If someone were to ask me to critically appraise the scientific merits of a study arguing that birth control usage caused earthquakes by changing the mating behaviors of fish, I might have had an easier time than I did with Dr. Theresa Deisher’s widely shared study. That may be over the top, but it is kind of true. In such a scenario, I would have been able to say to myself, like most other people in the scientific blogosphere are doing with the Deisher study, “This is just too absurd, too poorly done to waste any more time refuting it!” But, I can’t do that because you, my brothers and sisters in Christ, deserve to know how badly you are being deceived by a study that is so abominable, it would be an insult to bad science to call it bad science.
This post is very thorough and a bit intense. I’ve been informed that it may be a bit much for the average layman.

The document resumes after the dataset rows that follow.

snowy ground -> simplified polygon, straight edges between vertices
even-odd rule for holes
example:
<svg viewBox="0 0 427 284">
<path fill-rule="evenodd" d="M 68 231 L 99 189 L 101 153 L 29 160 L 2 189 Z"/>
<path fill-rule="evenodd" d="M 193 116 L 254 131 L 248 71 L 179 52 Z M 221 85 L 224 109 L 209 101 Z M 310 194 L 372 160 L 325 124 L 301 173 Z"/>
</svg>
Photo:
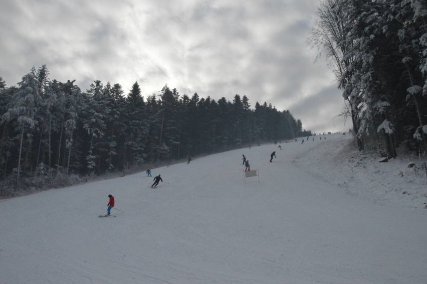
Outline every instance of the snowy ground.
<svg viewBox="0 0 427 284">
<path fill-rule="evenodd" d="M 326 138 L 0 201 L 0 283 L 427 283 L 425 175 Z"/>
</svg>

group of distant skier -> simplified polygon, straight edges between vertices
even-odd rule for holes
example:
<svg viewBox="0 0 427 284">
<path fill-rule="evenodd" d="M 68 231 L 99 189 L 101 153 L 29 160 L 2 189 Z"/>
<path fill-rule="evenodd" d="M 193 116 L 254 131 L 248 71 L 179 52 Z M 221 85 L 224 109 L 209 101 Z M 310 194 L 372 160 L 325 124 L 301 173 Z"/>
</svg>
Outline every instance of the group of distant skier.
<svg viewBox="0 0 427 284">
<path fill-rule="evenodd" d="M 320 137 L 320 139 L 321 139 L 322 137 Z M 326 139 L 326 137 L 324 138 L 324 139 Z M 307 139 L 308 140 L 308 137 L 307 137 Z M 314 140 L 314 138 L 313 138 L 313 140 Z M 295 141 L 296 142 L 297 141 L 296 139 L 295 139 Z M 304 141 L 304 139 L 303 139 L 302 141 L 301 141 L 301 144 L 303 144 Z M 281 150 L 282 150 L 282 146 L 281 146 L 280 145 L 279 145 L 279 149 L 280 149 Z M 242 165 L 243 165 L 245 166 L 245 171 L 250 171 L 251 170 L 251 165 L 249 164 L 249 160 L 246 158 L 246 157 L 245 157 L 245 156 L 244 155 L 242 155 L 242 156 L 243 157 L 242 158 L 242 160 L 243 161 Z M 273 158 L 276 158 L 276 159 L 277 158 L 276 157 L 276 151 L 273 151 L 273 153 L 272 153 L 270 154 L 270 163 L 273 162 Z M 187 164 L 189 164 L 190 162 L 191 162 L 191 158 L 189 158 L 187 162 Z M 146 171 L 145 172 L 145 173 L 147 175 L 147 177 L 151 177 L 152 176 L 151 176 L 151 171 L 149 169 L 147 169 Z M 153 184 L 151 185 L 151 187 L 152 188 L 156 188 L 157 185 L 158 185 L 159 183 L 160 182 L 161 182 L 162 183 L 163 182 L 163 180 L 162 179 L 160 175 L 159 175 L 158 176 L 157 176 L 156 177 L 154 177 L 154 178 L 153 179 L 153 181 L 154 181 L 154 183 L 153 183 Z M 105 215 L 105 216 L 110 216 L 110 214 L 111 214 L 111 209 L 114 207 L 114 197 L 112 195 L 111 195 L 111 194 L 109 194 L 109 195 L 108 195 L 108 198 L 109 198 L 109 199 L 108 200 L 108 203 L 107 204 L 107 206 L 108 206 L 108 207 L 107 208 L 107 215 Z M 100 217 L 101 217 L 101 216 L 100 216 Z M 104 217 L 104 216 L 102 216 L 102 217 Z"/>
</svg>

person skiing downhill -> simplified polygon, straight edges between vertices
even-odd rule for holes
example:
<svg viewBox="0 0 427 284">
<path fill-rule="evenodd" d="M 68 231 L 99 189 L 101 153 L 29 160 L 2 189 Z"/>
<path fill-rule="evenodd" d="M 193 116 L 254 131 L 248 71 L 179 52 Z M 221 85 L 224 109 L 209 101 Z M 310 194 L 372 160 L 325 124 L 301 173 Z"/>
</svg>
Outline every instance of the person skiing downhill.
<svg viewBox="0 0 427 284">
<path fill-rule="evenodd" d="M 271 163 L 272 162 L 271 161 L 273 161 L 273 157 L 274 157 L 274 158 L 276 158 L 276 151 L 274 151 L 274 152 L 271 153 L 271 155 L 270 155 L 270 156 L 271 157 L 271 159 L 270 159 L 270 162 Z"/>
<path fill-rule="evenodd" d="M 107 206 L 108 206 L 108 208 L 107 208 L 107 215 L 109 215 L 111 208 L 114 207 L 114 197 L 111 195 L 111 194 L 108 195 L 108 197 L 109 197 L 110 199 L 108 200 L 108 204 L 107 204 Z"/>
<path fill-rule="evenodd" d="M 159 184 L 159 181 L 161 181 L 161 182 L 163 182 L 163 180 L 162 180 L 161 178 L 160 177 L 160 175 L 157 177 L 155 177 L 153 180 L 154 181 L 154 183 L 152 184 L 152 185 L 151 185 L 151 187 L 156 188 L 157 187 L 157 185 Z"/>
</svg>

Feel free to jump to the summary of conclusions.
This will be a multi-part series (so hold your questions and don’t expect comments to be approved until the end, please) because I want to do justice to just how much scientific fraud exists in this study…
Linear regression and Change points— You can’t just do that!
As a rule of thumb, any time I see the words “linear regression” in a paper that makes novel, extraordinary claims, my red flag for pseudoscience goes up. The reason is that linear regression, especially Deisher’s simple linear regression, will show how well a (presumed) predictor variable and response variable correlate to each other. The keyword there is correlate. In order to make conclusions about what or whether something caused the correlation, far more analysis must be made and assumptions and criteria met. But the problems with the study start before we can even start that conversation.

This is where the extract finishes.